Manfaat debat bagi peserta selain membangun kemampuan berpikir secara kritis, logis, kritis, dan analitis, juga melatih untuk mengendalikan emosi, membangun sikap demokratis, belajar  menghargai pendapat orang lain, dan melatih public speaking,  yaitu belajar percaya diri tampil atau berbicara di depan umum, karena bicara di depan umum bukan hal yang mudah. Banyak yang kurang percaya diri, tegang, bahkan "demam panggung", sehingga penampilannya kurang optima dan mengecewakan audience.Â
Kurikulum 2013 mengarahkan agar peserta didik memiliki kemapuan berpikir kritis dan kemampuan berpikir tingkat tinggi (higher order thinking skills/HOTS), dan salah satu metode yang dapat digunakan untuk memujudkannya adalah metode debat.Â
Dalam kaitannya dengan kemampuan kognitif, saat debat, peserta didik bukan hanya sekedar mengetahui (C-1), memahami C-2), dan menerapkan (C-3), tetapi juga mampu menganalisis (C-4), mengevalusi (C-5), dan mengkreasi (C-6) argumen-argumen atau solusi dari sebuah persoalan.
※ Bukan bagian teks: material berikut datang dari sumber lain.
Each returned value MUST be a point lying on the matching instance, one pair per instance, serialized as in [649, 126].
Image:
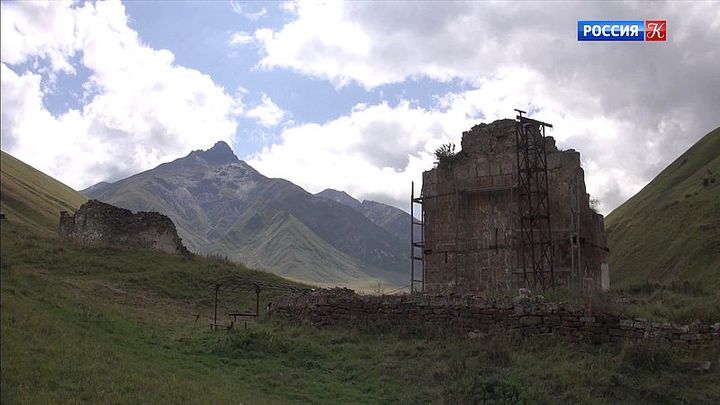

Dalam kaitannya dengan sikap, saat debat, peserta didik dapat melatih karakter yang baik seperti santun dan mengendalikan diri. Dalam konteks psikomotor, peserta didik dapat melatih kemampuannya berdebat.Â
Dalam konteks penerapan pendekatan saintifik, peserta didik dilatih untuk mampu menerapkan 5M, mulai dari mengamati atau mencermati perkataan lawan bicara, belajar untuk bertanya, mengumpulkan informasi, menalar, hingga mengomunikasikannya di depan forum. Dan dalam konteks literasi, peserta didik didorong untuk membaca banyak sumber agar dia dapat berdebat secara berkualitas, tidak asal bicara.
Berdasarkan kepada uraian diatas, dapat disimpulkan bahwa metode debat tidak selalu identik perang kata-kata dan perang urat syaraf, tetapi juga memiliki manfaat untuk meningkatkan kemampuan berpikir tingkat tinggi peserta didik dengan catatan dikemas dan diatur secara menarik oleh guru. Wallaahu a'lam.